Nitric oxide (NO) a byproduct of the oxidative reaction catalysed by nitric oxide synthase (NOS) that converts L-arginine to citrulline, act as a pleiotropic mediator in various physiological and pathophysiological conditions. The gaseous free radical, nitric oxide (half life < 15 sec) is readily oxidised to N[O.sub.2] and N[O.sub.3.sup.-], and is highly reactive to free thiols and transition metal ions. Nitric oxide synthase has three major isoforms, neuronal (nNOS) and endothelial (eNOS) being constitutive, inducible (iNOS) is expressed only following the induction by the inflammatory mediators such as lipopolysaccharidc (LPS), interleukins (IL-1, IL-11) and tumour necrosis factor (TNF-[alpha]).

Cells that contain isoforms of NOS, the agents that activate and inhibit them, and the molecules with which their products interact, trigger a diverse of physiological effects in mammals (1). In addition to its role in regulating vessel tone, blood vessel dilatation, neurotransmission, modulation of the hair cycle, and penile erections, NO plays a vital role in host defence and immunity, including the modulation of inflammatory responses. The expression of iNOS is regulated by the balance of cytokines in the microenvironment; for example, transforming growth factor p (TGFP), IL-4, and IL-10 inhibit iNOS expressions in macrophages. Interestingly, iNOS can be expressed in many cells when they are exposed to stimulatory cytokines, including cells that constitutively express eNOS. A key concept is that there are species and cell variability with regard to the regulation of iNOS expression (2). For example, in vitro, while iNOS is readily induced by IL-1[beta] and TNF-[alpha] in murine macrophages, human monocytes and macrophages have been demonstrated to express iNOS in a variety of disease states, including rheumatoid arthritis (RA), malaria, and vasculitis, suggesting that in vivo when exposed to the requisite stimuli, these cells are capable of iNOS upregulation (3-5), where many pathological conditions are the manifestations of elevated NO. In such conditions suppression of iNOS is found to be effective, although many chemical inhibitors of iNOS are available but recently more efficient suppression of iNOS at post-transcriptional level by using DNAzymes specific to iNOS mRNA has been shown to be successful both in vitro and in vivo (6). Recent insight has been provided by reports that interferon-[gamma] (IFN [gamma]) can induce iNOS messenger RNA (mRNA) and protein in human monocytes both in vivo (patients undergoing treatment for chronic hepatitis C) and in vitro.

Nitric oxide is toxic to bacteria, tumour cells in presence of cytokines and other human pathogens (2). The induction of iNOS in response to excessive cytokine production is a nonspecific event which will occur in a wide variety of cell types. Increased production of NO (and/or increased iNOS expression in tissues) has been implicated in sepsis.

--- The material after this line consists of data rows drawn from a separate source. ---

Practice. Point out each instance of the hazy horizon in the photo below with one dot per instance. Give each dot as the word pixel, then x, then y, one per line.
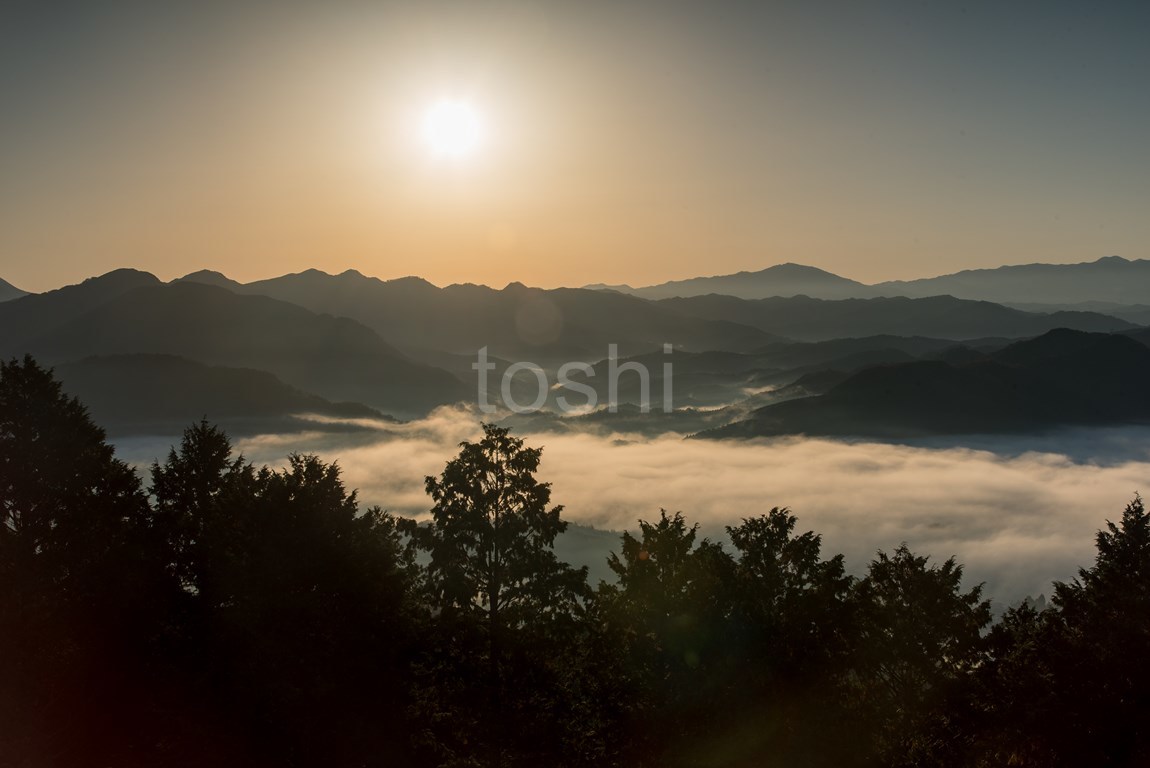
pixel 623 143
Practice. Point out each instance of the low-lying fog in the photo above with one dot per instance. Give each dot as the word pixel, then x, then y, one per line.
pixel 1018 512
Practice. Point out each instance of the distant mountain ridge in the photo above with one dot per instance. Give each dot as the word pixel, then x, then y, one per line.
pixel 515 322
pixel 8 291
pixel 1060 378
pixel 1110 279
pixel 781 279
pixel 132 313
pixel 150 393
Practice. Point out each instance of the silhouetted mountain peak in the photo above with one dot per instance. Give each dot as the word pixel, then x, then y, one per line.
pixel 123 276
pixel 8 291
pixel 208 277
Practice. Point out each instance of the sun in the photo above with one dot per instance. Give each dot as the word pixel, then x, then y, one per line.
pixel 452 129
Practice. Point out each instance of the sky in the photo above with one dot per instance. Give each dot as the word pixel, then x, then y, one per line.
pixel 623 140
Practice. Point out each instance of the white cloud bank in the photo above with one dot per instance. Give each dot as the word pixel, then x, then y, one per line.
pixel 1017 517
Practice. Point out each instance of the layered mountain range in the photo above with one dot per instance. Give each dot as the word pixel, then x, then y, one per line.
pixel 787 350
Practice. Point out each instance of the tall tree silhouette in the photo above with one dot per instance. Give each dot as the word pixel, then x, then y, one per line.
pixel 492 561
pixel 920 640
pixel 76 585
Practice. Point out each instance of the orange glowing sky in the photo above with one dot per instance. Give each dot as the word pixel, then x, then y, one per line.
pixel 623 141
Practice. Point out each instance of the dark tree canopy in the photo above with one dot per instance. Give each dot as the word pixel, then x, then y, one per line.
pixel 254 616
pixel 491 536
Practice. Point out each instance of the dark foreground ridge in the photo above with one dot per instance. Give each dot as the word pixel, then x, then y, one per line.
pixel 227 614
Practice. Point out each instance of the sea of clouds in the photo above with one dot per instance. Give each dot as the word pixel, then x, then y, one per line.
pixel 1019 513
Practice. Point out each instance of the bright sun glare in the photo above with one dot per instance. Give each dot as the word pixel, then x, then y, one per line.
pixel 452 128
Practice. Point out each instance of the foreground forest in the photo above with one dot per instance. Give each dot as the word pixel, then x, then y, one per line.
pixel 225 614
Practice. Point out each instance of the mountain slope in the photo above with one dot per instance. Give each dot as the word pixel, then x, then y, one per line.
pixel 945 317
pixel 150 393
pixel 1063 377
pixel 516 322
pixel 8 291
pixel 336 358
pixel 1112 278
pixel 779 281
pixel 41 312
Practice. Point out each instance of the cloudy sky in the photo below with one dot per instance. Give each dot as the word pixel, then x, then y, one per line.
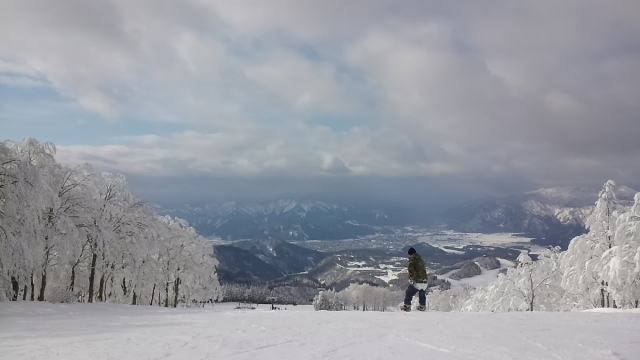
pixel 423 102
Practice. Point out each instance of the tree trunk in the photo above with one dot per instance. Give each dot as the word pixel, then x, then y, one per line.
pixel 124 286
pixel 153 294
pixel 166 293
pixel 43 285
pixel 92 276
pixel 32 288
pixel 73 278
pixel 101 288
pixel 16 288
pixel 176 288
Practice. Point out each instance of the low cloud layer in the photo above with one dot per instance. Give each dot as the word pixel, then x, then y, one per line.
pixel 421 100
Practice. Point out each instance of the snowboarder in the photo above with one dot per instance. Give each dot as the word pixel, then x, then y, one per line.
pixel 417 282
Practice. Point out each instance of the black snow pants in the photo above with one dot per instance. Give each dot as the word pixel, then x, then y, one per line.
pixel 411 292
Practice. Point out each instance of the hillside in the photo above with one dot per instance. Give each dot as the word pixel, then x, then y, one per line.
pixel 65 332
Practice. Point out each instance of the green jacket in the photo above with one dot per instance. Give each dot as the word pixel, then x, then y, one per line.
pixel 417 271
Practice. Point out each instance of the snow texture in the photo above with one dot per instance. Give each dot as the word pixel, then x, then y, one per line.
pixel 108 331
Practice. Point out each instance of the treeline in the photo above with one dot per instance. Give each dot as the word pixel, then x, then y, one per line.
pixel 599 269
pixel 76 235
pixel 359 297
pixel 264 294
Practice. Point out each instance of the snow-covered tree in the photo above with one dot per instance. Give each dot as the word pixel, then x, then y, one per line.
pixel 583 261
pixel 530 285
pixel 621 263
pixel 70 234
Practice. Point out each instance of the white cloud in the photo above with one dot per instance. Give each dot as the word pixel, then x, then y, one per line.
pixel 418 89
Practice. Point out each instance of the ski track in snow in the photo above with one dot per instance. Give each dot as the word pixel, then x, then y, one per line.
pixel 106 331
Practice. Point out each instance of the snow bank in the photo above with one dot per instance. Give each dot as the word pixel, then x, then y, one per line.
pixel 105 331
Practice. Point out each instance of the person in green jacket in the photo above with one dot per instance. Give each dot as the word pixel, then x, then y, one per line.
pixel 417 282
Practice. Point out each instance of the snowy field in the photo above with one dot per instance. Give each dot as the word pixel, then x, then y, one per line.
pixel 457 239
pixel 484 278
pixel 104 331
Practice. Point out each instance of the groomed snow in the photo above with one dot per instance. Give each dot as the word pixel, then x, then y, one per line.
pixel 105 331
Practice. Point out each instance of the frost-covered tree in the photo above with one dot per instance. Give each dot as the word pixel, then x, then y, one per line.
pixel 530 285
pixel 583 261
pixel 73 234
pixel 621 263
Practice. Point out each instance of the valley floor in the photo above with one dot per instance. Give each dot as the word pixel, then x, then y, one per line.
pixel 105 331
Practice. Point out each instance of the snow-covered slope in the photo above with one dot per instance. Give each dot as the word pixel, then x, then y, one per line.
pixel 104 331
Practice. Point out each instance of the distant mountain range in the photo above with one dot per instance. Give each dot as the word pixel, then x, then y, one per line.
pixel 262 260
pixel 553 216
pixel 286 219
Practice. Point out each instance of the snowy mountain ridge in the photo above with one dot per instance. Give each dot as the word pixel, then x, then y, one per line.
pixel 290 219
pixel 554 215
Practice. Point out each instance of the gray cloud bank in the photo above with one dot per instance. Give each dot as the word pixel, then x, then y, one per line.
pixel 419 100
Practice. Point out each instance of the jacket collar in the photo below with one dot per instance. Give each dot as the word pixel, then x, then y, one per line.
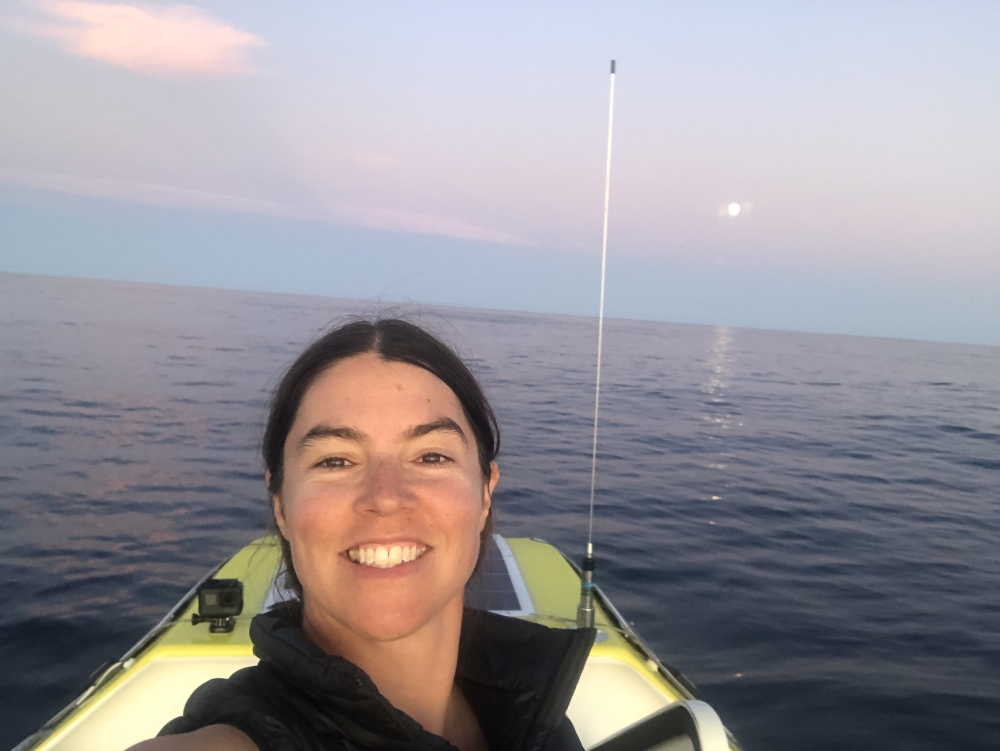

Recently, a Korean herbal formula Kagamjuaguiem (KJE) has been found to mimic NO production in murine macrophage in conjunction with IFN-[gamma] (7) for potentiating tumour therapy. However, KJE is almost neutral in NO production by itself. Such compounds can have high pharmacological values and more safe as the compounds are natural.

Numerous studies have established that endogenously generated or exogenously supplied NO is potentially toxic in macrophages, pancreatic [beta]-cells, chondrocytes, and thymocytes (8-10). In contrast, it has also been reported that NO inhibits neuronal cell death induced by withdrawal of neurotrophic factors from culture medium, and that NO inhibits apoptosis in human B cell lines or in endothelial cells treated with TNF-[alpha] (11-13). Thus, the role of NO in cell death is controversial, and the precise mechanisms of its effects are unclear. Recently NO has been implicated as a key modulator in induction of apoptosis in tumour cells by many complex mechanisms that are yet to be resolved. Many lines of evidences have come out where NO has proved beneficial in anti-tumour therapies inducing cytotoxicity directly or indirectly. Photodynamic therapy (PDT) is a promising therapeutic modality used for the cancer treatment. The principle is based on the formation of singlet oxygen and other activated oxygen metabolites that result in apoptotic tumour cell death (14). The search for the chemical agents, therefore, which are able to enhance the anti-tumour activity of radiation therapy and induce the tumour cell apoptosis, is of great importance. The use of pharmacologic agents such as donors of nitric oxide (NO) or modulators of NOS can be one of the approaches to improve the therapeutic efficiency of PDT.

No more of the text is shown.